Di quest’ultimo film (1978) è stato detto tutto: la storia dei tre amici, Mike (Robert De Niro), Nick (Christopher Walken) e Steve (John Savage), che partono per il Vietnam dove perdono la loro innocenza, divenne paradigmatica della perdita delle illusioni di un’intera nazione. La passione della caccia e quindi la metafora dell’uccisione del cervo, poco prima della partenza per la guerra, non è proprio il caso di spiegarla qui. Il film si divide in tre lunghi atti: la vita normale prima del Vietnam, poi l’orrore e infine il traumatico e impossibile ritorno a casa nella provincia americana con le industrie del carbone di Clairton, paesino della Pennsylvania, in cui lavorano i protagonisti, tutti della comunità polacca del luogo. Qui i personaggi vivono significativi momenti di ritualità collettiva: la famosa scena del bar in cui i tre amici avvinazzati – più altri tre tra cui l’irritante Stan interpretato dall’indimenticabile e compianto John Cazale – cantano Can’t take my eyes off you, forse una delle più efficaci e commoventi rappresentazioni di quell’amicizia cameratesca che caratterizza la giovinezza; e il matrimonio etnico di Steve (John Savage) e Angela con balli, canti e usi tipici (l’idea del calice da far bere agli sposi nel corso della cerimonia senza farne versare una goccia, pena un’enorme sfortuna, fu rubata dalle nozze siriane). La sola scena del matrimonio durava ben 40 minuti, decisamente troppo per i produttori che cercarono di tagliarla a 10. Ma Cimino la sfangò boicottando la proiezione di prova in cui si testavano gli spettatori con una versione abbreviata del film: grazie a un proiezionista connivente, la pellicola si ruppe, così la riproduzione si interruppe per molto tempo rendendo la visione dell’opera meno digeribile al pubblico che premiò l’edizione lunga che proiettata poi in un altro test.

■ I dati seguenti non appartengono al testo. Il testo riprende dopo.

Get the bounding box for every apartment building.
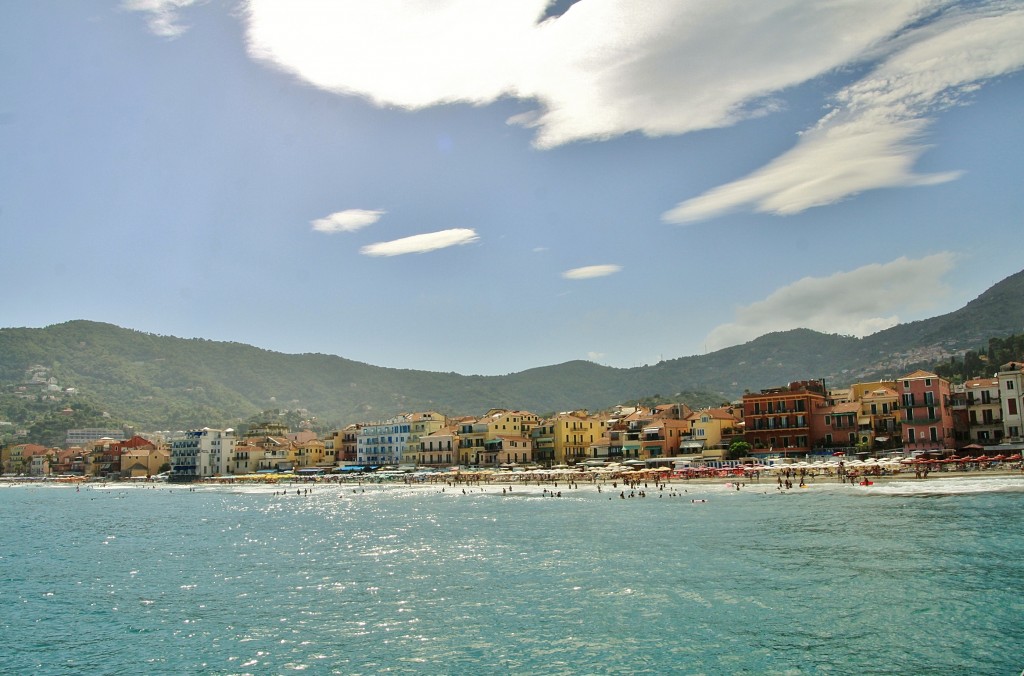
[742,380,827,455]
[896,370,954,453]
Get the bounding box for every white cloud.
[587,351,606,361]
[562,264,622,280]
[664,7,1024,222]
[360,228,479,257]
[311,209,384,233]
[242,0,930,147]
[122,0,202,38]
[703,254,956,351]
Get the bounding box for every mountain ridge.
[2,268,1022,431]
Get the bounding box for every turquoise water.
[2,477,1022,675]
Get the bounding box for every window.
[1007,380,1015,390]
[925,378,932,386]
[908,428,916,443]
[929,427,938,442]
[1009,399,1018,415]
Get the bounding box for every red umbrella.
[1007,454,1022,461]
[975,455,990,462]
[994,454,1007,461]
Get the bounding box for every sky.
[3,1,1023,376]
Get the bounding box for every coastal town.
[4,361,1024,481]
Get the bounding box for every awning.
[335,466,364,472]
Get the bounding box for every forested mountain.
[2,268,1022,434]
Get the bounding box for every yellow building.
[403,412,448,466]
[684,407,744,459]
[295,439,327,468]
[856,384,900,451]
[547,411,606,466]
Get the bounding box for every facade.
[638,418,690,460]
[810,401,860,452]
[960,377,1003,444]
[356,415,411,466]
[2,443,47,474]
[295,439,327,468]
[170,428,237,479]
[65,428,124,447]
[231,443,262,475]
[742,380,827,456]
[419,427,458,467]
[481,435,533,466]
[896,370,954,453]
[546,412,606,465]
[403,412,448,466]
[854,384,900,451]
[251,436,297,472]
[683,407,742,457]
[998,362,1024,441]
[115,436,166,477]
[325,425,360,464]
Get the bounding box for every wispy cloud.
[703,253,955,351]
[360,228,479,257]
[311,208,384,233]
[122,0,202,38]
[664,7,1024,222]
[562,264,621,280]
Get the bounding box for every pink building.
[897,370,955,453]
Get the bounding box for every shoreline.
[3,466,1021,489]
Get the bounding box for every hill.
[1,268,1022,433]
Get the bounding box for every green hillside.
[1,268,1022,435]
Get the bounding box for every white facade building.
[356,415,411,467]
[170,427,236,479]
[999,362,1024,442]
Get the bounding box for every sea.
[1,475,1022,675]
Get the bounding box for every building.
[403,412,448,466]
[810,400,861,453]
[896,370,954,453]
[960,377,1003,444]
[543,411,606,466]
[2,443,47,474]
[742,380,827,456]
[998,362,1024,442]
[853,383,900,452]
[683,406,743,459]
[419,427,458,467]
[65,428,124,446]
[295,438,327,468]
[170,428,237,479]
[114,436,166,478]
[357,415,411,467]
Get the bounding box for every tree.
[726,440,751,461]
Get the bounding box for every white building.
[356,415,411,467]
[170,427,236,479]
[999,362,1024,442]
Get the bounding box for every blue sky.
[3,1,1023,376]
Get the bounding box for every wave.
[861,475,1024,497]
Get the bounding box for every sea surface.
[2,476,1022,675]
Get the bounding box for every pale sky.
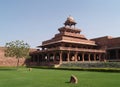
[0,0,120,48]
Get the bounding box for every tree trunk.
[17,58,20,69]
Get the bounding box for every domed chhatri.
[64,16,77,27]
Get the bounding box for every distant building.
[92,36,120,61]
[0,47,35,66]
[30,16,120,66]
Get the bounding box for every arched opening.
[55,53,60,61]
[84,54,89,61]
[43,54,48,62]
[34,55,38,62]
[100,54,105,61]
[70,52,75,61]
[90,54,94,61]
[96,54,99,61]
[62,52,67,61]
[38,54,43,62]
[49,53,54,62]
[77,53,82,61]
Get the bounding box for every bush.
[60,62,120,68]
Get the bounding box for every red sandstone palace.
[30,16,120,66]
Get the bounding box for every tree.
[4,40,30,68]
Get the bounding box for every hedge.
[60,62,120,68]
[30,66,120,73]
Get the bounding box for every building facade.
[92,36,120,62]
[30,16,117,66]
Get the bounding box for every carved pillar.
[103,53,106,62]
[67,51,70,62]
[60,51,62,64]
[47,53,50,62]
[88,53,91,61]
[53,52,56,63]
[94,54,96,61]
[99,54,101,61]
[82,53,84,62]
[75,52,78,62]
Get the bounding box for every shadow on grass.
[0,68,16,71]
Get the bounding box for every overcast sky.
[0,0,120,48]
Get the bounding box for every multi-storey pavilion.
[0,16,119,67]
[30,16,106,65]
[30,16,106,64]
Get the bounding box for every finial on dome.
[64,15,77,27]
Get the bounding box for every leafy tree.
[4,40,30,68]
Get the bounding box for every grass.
[0,68,120,87]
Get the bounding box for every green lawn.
[0,68,120,87]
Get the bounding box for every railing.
[59,47,105,53]
[42,47,106,53]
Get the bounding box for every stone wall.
[91,36,120,49]
[0,47,26,66]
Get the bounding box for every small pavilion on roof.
[64,15,77,27]
[30,16,106,66]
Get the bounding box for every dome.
[67,16,74,22]
[64,16,77,26]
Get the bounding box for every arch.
[62,52,67,61]
[84,54,89,61]
[38,54,43,62]
[70,52,75,61]
[55,53,60,61]
[100,53,106,61]
[90,54,94,61]
[43,53,48,62]
[49,53,54,62]
[96,54,99,61]
[77,53,82,61]
[34,55,38,62]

Al di là degli aneddoti, l’amore che Cimino riversava nelle scene dei grandi rituali collettivi di festa è evidente anche nel successivo I cancelli del cielo dove la comunità di slavi immigrati nella contea di Johnson (Wyoming), si dà alle danze sfrenate nel corso dei festeggiamenti nella grande pista da ballo chiamata appunto Heaven’s Gate. Tali scene non erano certamente fini a se stesse, ma Cimino le utilizzava per definire le coordinate emotive dei personaggi e i relativi equilibri psicologici che si venivano a creare tra loro. E poi per restituire il tono, le atmosfere e le abitudini di una particolare comunità che si voleva rappresentare. Come sarebbe altrimenti possibile penetrare nella mentalità collettiva di un gruppo se non tramite le grandi ritualità che la definiscono? Lo sguardo di Cimino si faceva così antropologico.
Questo non deve far pensare che nel corso dei grandi eventi si smarrissero i personaggi, anzi. Il regista poneva la stessa attenzione agli episodi intimi dei protagonisti così come alle grandiose scene di massa. Sul suo set si dava largo spazio all’improvvisazione e il lavoro con gli attori era un processo lungo e stimolante, anche se estenuante, che cominciava nelle prove e continuava durante le riprese. Frutto di quest’enorme fatica erano le alchimie, palpabili su schermo, che si creavano tra gli attori e quindi tra i personaggi. Le scene dei film non sono soltanto finzione, ma pezzi di vita restituiti nella loro autenticità. Tale forza si riconosce nei momenti più intimi tra i personaggi, come per esempio nel soffermarsi imbarazzato tra Nate Champion (Christopher Walken) ed Ella Watson (Isabelle Huppert) in una scena di Heaven’s gate: lui mostra alla donna che ama da sempre la sua catapecchia faticosamente arredata con fogli di giornale al posto della carta da parati e all’improvviso, con un gesto impacciato, si ricorda di pulire il tavolo sporco di cibo davanti a lei. Oppure, ancora l’intimità complice, giocosa e disinibita del primo incontro nel film tra Ella, divisa tra due amori, e James Averill (Kris Kristofferson). Per non parlare di tutti i momenti indimenticabili, di dolcezza e sensualità trattenuta, carica di sensi di colpa, tra De Niro e Meryl Streep ne Il cacciatore.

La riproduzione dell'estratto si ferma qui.